WEST BANK: Karim Younis, a Palestine man hailed by supporters as the “dean of Palestinian prisoners”, said Thursday he was proud after being released from 40 years behind bars for killing a soldier.
With a black and white keffiyeh wrapped around his shoulders, 64-year-old Younis was met by hundreds of supporters singing the Palestinian national anthem in his home village of Ara in northern Israel.
“Every prisoner’s story is the story of an entire people and I am proud to be one of those who sacrificed for Palestine,” said Younis.
He was convicted in 1983 for the murder three years earlier of an Israeli soldier, Avraham Bromberg, in the occupied Golan Heights. His death sentence was commuted to a 40-year jail term.

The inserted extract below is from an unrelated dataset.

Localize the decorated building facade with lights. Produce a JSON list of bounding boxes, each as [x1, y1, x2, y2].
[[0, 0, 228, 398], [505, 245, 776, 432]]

“40 years have passed as if they were nothing, because we consider this to be one of the main pillars of the struggle,” said Younis, who was carried through the village while holding a Palestinian flag.
Younis is part of Israel’s Arab minority, many of whom identify as Palestinians.

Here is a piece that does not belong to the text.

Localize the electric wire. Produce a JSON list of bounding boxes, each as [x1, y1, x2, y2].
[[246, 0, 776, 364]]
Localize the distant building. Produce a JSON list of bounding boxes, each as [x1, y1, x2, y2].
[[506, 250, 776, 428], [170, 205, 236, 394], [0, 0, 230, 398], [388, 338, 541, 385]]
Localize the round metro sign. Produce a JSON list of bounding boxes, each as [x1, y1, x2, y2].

His decades in prison made him the longest-serving Palestinian detainee, either from Israel or the occupied Palestinian territories, according to the Palestinian Prisoners’ Club advocacy group.

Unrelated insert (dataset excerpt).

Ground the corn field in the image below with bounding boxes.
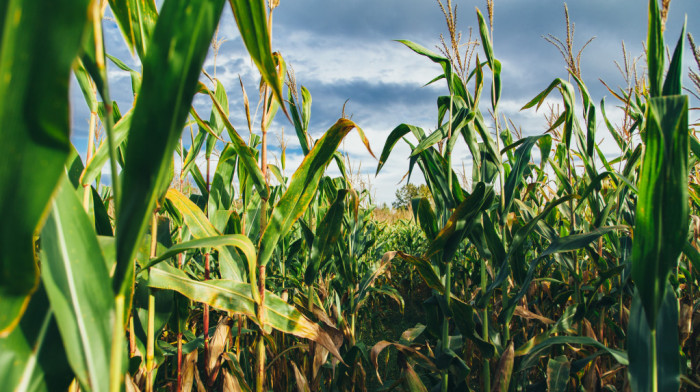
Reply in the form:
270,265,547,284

The organisation said Younis was among a group of prisoners up for release a decade ago as part of a deal mediated by the then-US secretary of state John Kerry, but the negotiations ultimately collapsed.
Younis’s brother said his joy was “unlimited” but “incomplete” as their parents died during his sibling’s detention.
“His hair and wrinkles have changed, but his resilience increased and multiplied dozens of times,” Nadem Younis told AFP.
Younis was released before dawn on Thursday and left by prison authorities at the side of the road in Raanana, a central Israeli city near the prison, the Palestinian Prisoners’ Club said.
His cousin, Maher Younis, was also jailed over the soldier’s killing and is expected to be freed within weeks.
Israeli Interior Minister Aryeh Deri wrote to the state prosecutor on Tuesday requesting a legal opinion on revoking the citizenship of the two men.
“Stripping their citizenship will be an important message for those who have become symbols for their terrorist acts,” Deri wrote.
Karim Younis’s lawyer told AFP his client does not hold another nationality.